1397. Comparative Efficacy of Human-Simulated Epithelial Lining Fluid (ELF) Exposures of Tedizolid (TZD) Against Methicillin-resistant Staphylococcus Aureus (MRSA) in Neutropenic (I−) vs. Immunocompetent (I+) Murine Models of Pneumonia

BACKGROUND: TZD is an oxazolidinone with potent in vitro activity against Gram-positive pathogens, including MRSA. Limited data currently exist on the efficacy of TZD in the presence of neutropenia.
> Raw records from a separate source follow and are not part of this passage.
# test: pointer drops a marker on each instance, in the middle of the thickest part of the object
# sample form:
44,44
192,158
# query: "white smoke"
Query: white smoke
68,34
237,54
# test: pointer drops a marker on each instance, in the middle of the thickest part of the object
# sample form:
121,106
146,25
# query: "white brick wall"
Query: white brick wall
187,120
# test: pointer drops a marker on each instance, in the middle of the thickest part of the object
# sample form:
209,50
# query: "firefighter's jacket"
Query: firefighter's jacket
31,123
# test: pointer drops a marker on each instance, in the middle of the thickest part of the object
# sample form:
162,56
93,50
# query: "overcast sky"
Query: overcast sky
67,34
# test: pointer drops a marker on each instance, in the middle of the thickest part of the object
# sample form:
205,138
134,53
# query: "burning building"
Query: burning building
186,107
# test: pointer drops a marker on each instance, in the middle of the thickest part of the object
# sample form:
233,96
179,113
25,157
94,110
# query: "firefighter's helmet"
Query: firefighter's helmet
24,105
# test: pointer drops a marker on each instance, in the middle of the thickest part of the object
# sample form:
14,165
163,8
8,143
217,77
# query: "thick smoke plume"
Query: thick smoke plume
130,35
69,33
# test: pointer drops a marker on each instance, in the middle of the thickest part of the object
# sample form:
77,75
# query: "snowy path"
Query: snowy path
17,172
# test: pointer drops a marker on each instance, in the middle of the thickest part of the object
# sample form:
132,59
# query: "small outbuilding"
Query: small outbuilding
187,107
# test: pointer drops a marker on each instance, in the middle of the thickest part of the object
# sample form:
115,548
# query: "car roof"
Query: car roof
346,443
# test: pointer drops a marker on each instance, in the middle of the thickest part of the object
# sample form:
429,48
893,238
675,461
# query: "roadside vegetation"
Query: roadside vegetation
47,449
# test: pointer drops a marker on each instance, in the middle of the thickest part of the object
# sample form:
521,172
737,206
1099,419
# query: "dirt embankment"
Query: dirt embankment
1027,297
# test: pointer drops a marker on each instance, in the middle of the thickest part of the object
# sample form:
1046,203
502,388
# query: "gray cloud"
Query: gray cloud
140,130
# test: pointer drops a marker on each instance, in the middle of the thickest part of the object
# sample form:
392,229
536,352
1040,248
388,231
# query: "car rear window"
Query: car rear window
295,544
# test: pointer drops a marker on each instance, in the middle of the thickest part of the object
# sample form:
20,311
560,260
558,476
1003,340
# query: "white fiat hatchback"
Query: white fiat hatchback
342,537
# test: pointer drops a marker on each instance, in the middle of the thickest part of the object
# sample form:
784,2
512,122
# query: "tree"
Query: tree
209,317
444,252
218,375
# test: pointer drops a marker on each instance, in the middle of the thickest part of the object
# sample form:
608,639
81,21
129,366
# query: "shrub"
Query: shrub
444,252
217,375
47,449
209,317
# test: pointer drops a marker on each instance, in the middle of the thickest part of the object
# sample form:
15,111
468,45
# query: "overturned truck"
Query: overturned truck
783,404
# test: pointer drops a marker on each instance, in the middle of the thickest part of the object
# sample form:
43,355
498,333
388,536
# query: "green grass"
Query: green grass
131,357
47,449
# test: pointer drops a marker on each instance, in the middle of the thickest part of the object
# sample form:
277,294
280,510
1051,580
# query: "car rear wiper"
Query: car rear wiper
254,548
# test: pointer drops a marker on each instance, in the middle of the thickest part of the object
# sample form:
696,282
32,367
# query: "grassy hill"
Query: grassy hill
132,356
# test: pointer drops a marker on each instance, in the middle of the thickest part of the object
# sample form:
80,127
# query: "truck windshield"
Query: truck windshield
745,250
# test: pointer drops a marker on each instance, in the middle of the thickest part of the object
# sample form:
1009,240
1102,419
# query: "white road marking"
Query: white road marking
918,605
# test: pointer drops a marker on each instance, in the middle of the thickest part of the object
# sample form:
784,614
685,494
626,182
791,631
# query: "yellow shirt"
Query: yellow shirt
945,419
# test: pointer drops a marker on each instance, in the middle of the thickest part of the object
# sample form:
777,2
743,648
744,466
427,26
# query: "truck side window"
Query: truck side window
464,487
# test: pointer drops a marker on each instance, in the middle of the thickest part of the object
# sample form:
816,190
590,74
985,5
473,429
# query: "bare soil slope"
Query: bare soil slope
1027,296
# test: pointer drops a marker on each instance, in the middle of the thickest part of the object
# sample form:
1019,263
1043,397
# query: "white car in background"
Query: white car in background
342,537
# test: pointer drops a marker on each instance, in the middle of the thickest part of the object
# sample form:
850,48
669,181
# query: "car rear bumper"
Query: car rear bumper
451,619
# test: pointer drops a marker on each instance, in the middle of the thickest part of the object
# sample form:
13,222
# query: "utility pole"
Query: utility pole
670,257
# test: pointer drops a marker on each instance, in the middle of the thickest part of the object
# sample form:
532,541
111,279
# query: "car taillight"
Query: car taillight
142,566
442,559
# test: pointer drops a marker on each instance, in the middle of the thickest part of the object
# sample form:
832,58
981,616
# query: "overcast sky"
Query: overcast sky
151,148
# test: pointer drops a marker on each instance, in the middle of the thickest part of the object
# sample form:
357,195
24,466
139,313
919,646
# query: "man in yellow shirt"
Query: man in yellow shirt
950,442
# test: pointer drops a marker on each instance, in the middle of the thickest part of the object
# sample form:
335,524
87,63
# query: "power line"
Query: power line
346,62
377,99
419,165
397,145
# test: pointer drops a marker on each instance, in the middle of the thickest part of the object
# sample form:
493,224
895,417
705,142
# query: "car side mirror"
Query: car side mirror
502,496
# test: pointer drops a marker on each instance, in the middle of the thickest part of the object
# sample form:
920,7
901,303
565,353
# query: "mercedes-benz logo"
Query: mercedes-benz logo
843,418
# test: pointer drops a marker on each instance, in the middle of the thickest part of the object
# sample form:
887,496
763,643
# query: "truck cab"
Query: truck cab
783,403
Herein, we investigate the comparative efficacy of human-simulated ELF exposures of TZD against MRSA in I− and I+ murine models of pneumonia. METHODS: Four MRSA isolates with TZD broth microdilution MICs of 0.5 mg/L were studied. BALB/c mice in I− groups were made neutropenic with cyclophosphamide. Lungs of I− mice were inoculated intranasally with bacterial suspensions of 10(7) CFU/mL; a higher inoculum of 10(9) CFU/mL was required to induce infection in I+ mice. Single daily doses of TZD simulating human ELF exposures after doses of 200 mg q24h were determined in both I+ (40 mg/kg) and I− (32 mg/kg) models. Three hours after inoculation, human-simulated doses of TZD were administered q24h for up to 72 hours while control mice were vehicle dosed. A group of control and another of treatment (n = 6) per isolate were sacrificed at 24, 48, or 72 hours for lung harvest. Bacterial densities were determined by quantitative culture and averaged across all isolates. Mice that succumbed to infection before the scheduled time of sacrifice were included in the next group due for sacrifice. Changes in log(10) CFU/lungs at 24 hours were compared with 0 hour controls. RESULTS: The average bacterial burdens at 0 hour were 5.86 ± 0.21 and 8.10 ± 0.24 log(10) CFU/lungs among I− and I+ mice, respectively. At 24 hours, average burdens in control mice were comparable among I− and I+ mice at 7.91 ± 0.62 and 9.01 ± 0.69 log(10)CFU/lungs, respectively. Mean changes in bacterial density are reported in the table. No I+ control mice survived past 48 hours. CONCLUSION: Human-simulated ELF exposures of TZD demonstrated substantial and sustained efficacy in both I− and I+ murine models of pneumonia. These preclinical data utilizing clinically achievable bronchopulmonary exposures suggest that the efficacy of TZD for treatment of MRSA lung infections is not compromised by neutropenic status of the host. Further validation of these findings in patients is warranted. DISCLOSURES: D. P. Nicolau, Merck: Consultant, Grant Investigator and Speaker’s Bureau, Consulting fee, Research grant and Speaker honorarium.